I’d trust Huawei, being employee owned[1][2], more than an American corporation.
[1] papers.ssrn.com/sol3/papers.cfm?abstract_id=38567…
[2] archive.ph/sYMpC
Huawei Smartphones collect a lot of data from their users and send it to Huawei[1], and the founder of Huawei has very strong relations to the Chinese government[2].
[1] doi.org/10.1371/journal.pone.0279942 “On the data privacy practices of Android OEMs”
[2] en.wikipedia.org/wiki/Ren_Zhengfei “Ren Zhengfei […] is the founder and CEO of Huawei Technologies […]. He is a member of the Chinese Communist Party (CCP).”
A company being employee owned is a very good sign, but mainly for worker treatment. Huawei is still not managed by all of its employees; a few people in upper management are tasked to represent the owners interest, and in that process, as per usual, morals get diluted.
You can see this by the facts that Huawei phones still violate user privacy by collecting copious amounts of data on them, or that Huawei knowingly supplies surveillance equipment to the CCP, that is used in areas where a lot of Uyghurs live and in the not-concentration-camps that reeducate Uyghurs .
Besides that, I also just came across “Huawei states it is an employee-owned company, but this remains a point of dispute” on their wikipedia article, which at a cursory look appears to have some good points against that statement behind it.
The paper about that is here doi.org/10.2139/ssrn.3372669
In summary, we find the following:
The Huawei operating company is 100% owned by a holding company, which is in turn approximately 1% owned by Huawei founder Ren Zhengfei and 99% owned by an entity called a “trade union committee” for the holding company.

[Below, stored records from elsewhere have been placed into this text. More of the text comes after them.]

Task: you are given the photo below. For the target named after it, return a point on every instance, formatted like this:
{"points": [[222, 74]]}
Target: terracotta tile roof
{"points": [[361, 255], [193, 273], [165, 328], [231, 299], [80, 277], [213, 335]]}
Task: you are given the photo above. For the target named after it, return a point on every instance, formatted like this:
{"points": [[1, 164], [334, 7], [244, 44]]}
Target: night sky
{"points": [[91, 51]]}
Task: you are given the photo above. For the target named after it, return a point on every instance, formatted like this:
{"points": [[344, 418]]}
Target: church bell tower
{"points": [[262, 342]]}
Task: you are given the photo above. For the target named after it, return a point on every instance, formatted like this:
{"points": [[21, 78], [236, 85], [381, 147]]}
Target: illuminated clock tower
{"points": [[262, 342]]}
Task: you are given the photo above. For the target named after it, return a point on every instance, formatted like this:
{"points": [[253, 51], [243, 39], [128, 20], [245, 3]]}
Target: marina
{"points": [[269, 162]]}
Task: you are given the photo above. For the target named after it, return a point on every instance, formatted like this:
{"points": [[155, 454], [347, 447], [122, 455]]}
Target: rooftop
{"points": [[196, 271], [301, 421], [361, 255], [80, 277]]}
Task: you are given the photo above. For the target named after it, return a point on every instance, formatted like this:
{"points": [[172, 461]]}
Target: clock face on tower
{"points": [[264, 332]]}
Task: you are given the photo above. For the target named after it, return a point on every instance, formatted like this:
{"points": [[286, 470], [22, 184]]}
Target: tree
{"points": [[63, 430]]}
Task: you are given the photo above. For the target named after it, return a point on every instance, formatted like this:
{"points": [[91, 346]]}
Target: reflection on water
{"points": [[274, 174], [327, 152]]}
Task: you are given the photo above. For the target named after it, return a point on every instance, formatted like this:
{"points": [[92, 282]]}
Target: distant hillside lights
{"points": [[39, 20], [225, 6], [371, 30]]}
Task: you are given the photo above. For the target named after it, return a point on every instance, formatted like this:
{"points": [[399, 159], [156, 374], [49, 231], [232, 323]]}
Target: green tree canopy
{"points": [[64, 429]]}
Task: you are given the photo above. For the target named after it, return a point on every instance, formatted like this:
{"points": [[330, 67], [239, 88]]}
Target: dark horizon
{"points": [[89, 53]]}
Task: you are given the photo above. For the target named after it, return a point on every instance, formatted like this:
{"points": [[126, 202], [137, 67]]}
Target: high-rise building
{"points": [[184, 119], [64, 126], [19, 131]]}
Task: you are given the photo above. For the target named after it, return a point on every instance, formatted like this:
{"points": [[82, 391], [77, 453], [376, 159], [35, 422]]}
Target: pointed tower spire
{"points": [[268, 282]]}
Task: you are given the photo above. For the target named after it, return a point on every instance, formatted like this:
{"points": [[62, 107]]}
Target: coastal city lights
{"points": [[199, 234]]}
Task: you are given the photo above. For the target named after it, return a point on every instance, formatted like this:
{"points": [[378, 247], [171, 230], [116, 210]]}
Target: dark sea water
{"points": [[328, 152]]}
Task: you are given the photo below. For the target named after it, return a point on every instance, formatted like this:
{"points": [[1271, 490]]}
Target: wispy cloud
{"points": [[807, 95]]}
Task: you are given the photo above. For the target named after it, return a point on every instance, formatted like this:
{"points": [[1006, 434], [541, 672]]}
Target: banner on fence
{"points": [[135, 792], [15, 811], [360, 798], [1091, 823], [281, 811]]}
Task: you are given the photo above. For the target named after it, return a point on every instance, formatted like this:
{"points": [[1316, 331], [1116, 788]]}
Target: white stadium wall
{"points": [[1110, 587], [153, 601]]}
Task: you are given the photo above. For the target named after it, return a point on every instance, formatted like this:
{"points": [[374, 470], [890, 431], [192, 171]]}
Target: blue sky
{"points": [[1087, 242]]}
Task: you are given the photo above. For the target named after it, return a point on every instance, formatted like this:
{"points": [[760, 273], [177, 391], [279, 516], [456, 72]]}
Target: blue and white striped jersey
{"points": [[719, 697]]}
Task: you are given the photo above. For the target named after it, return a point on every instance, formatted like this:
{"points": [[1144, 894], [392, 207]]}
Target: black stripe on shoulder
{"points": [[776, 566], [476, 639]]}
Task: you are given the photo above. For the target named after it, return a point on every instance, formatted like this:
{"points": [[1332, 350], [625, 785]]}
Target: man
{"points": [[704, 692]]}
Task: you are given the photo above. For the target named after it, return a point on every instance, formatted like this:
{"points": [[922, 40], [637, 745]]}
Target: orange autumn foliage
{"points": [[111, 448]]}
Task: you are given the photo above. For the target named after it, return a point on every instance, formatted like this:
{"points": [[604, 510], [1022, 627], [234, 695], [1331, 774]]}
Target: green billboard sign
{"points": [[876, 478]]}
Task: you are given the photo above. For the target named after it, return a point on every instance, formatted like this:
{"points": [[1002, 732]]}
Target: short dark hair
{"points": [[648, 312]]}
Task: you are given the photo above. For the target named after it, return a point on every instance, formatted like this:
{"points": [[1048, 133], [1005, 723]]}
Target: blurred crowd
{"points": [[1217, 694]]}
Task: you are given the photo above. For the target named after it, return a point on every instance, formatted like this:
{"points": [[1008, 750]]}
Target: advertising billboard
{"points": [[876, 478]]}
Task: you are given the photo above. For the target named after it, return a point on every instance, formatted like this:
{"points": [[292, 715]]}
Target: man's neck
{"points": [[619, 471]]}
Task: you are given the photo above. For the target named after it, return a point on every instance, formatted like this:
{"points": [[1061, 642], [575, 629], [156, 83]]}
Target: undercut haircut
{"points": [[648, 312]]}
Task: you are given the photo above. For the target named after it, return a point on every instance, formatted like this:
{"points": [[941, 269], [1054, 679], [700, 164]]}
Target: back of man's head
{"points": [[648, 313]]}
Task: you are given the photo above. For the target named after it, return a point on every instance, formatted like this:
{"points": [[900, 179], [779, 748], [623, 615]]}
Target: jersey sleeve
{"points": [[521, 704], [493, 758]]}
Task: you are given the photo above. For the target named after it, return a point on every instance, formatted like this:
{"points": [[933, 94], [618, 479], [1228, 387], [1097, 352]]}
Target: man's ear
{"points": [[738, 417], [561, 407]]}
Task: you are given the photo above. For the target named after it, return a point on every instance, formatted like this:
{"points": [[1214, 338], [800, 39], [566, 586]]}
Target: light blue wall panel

We know nothing about the internal governance procedures of the trade union committee. We do not know who the committee members or other trade union leaders are, or how they are selected.

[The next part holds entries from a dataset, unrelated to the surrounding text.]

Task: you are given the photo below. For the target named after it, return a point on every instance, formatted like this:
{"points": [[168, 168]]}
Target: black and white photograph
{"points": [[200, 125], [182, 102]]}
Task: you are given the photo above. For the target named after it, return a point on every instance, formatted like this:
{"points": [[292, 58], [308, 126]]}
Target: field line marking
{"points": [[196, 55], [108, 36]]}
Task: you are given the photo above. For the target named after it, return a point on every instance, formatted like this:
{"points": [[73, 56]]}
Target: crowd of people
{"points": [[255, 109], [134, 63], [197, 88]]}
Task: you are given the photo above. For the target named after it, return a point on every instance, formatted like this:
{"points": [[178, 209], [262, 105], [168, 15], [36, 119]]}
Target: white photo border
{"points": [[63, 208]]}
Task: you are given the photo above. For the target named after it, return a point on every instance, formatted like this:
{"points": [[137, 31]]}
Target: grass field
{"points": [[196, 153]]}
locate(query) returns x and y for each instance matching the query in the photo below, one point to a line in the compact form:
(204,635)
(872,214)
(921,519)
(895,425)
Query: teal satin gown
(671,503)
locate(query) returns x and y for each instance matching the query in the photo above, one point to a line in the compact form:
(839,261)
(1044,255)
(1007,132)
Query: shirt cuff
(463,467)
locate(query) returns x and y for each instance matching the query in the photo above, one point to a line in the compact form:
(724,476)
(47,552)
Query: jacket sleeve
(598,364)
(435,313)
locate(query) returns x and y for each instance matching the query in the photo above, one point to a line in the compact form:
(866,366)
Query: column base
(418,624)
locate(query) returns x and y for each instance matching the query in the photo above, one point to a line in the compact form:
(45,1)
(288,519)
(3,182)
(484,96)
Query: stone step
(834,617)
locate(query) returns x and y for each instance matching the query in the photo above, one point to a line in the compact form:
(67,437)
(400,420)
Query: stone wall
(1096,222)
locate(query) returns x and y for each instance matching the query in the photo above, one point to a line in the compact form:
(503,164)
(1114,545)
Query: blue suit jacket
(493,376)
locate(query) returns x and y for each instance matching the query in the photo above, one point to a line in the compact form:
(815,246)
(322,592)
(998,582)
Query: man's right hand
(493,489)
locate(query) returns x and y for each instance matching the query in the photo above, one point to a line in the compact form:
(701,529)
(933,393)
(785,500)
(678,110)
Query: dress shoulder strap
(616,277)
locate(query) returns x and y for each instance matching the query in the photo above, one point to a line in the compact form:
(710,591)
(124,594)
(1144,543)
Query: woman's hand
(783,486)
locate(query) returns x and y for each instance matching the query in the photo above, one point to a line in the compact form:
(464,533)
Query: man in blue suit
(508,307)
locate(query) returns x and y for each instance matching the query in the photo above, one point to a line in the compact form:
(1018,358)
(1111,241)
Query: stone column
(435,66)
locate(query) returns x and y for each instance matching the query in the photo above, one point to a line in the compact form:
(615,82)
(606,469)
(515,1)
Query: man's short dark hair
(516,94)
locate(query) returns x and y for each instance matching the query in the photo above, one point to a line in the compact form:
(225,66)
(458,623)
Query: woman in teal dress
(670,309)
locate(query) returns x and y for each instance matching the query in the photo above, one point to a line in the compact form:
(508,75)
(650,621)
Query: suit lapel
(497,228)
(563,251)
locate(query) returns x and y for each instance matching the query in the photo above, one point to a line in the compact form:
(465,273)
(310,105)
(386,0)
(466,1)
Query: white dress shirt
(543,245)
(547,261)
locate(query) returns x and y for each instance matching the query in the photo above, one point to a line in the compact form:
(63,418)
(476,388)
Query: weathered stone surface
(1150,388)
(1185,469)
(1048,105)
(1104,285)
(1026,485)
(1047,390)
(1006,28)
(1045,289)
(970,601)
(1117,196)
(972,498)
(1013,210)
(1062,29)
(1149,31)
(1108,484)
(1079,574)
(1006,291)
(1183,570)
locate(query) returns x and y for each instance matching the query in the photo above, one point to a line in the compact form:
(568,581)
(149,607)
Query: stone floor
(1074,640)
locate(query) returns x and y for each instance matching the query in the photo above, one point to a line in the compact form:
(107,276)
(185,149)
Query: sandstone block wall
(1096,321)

Trade union members have no right to assets held by a trade union.
What have been called “employee shares” in “Huawei” are in fact at most contractual interests in a profit-sharing scheme.
Given the public nature of trade unions in China, if the ownership stake of the trade union committee is genuine, and if the trade union and its committee function as trade unions generally function in China, then Huawei may be deemed effectively state-owned.
Regardless of who, in a practical sense, owns and controls Huawei, it is clear that the employees do not.
So at every path we come to the same conclusion, the CCP will get your data, and about as much of it as google (and probably the US government) if you used their operating system and services.
Huawei is about as trustworthy as your average trillion dollar corporation, and about as devious with their whitewashing as all others too. Google is masquerading as pro-privacy, apple as pro-repair and pro-environment, and Huawei as pro-worker and state-independent, because they all aren’t but would profit if they where perceived to be
Hahahah and their phones are crap. I used to have one and it had a fake camera and after I activated it my debit card info was used by a scammer. Never had that happen before. And the crappy battery became a spicy pillow very fast.
doctordevice@lemm.ee 1 year ago
Hands down the worst phone I’ve had was the Nexus 6P. The battery issues were incredibly bad, to the point there was a successful class action lawsuit about it.
Since that was a Google phone manufactured by Huawei, I have no idea how that contributes to this conversation but it seemed relevant. ¯_(ツ)_/¯
Raiderkev@lemmy.world 1 year ago
That thing was a POS. Thankfully Google gave me a Pixel XL with double the storage on the house because of it, but I also in hindsight worry that my personal data was being backdoored to Beijing. 10 years ago me should have been wiser to not buy a Chinese company’s phone.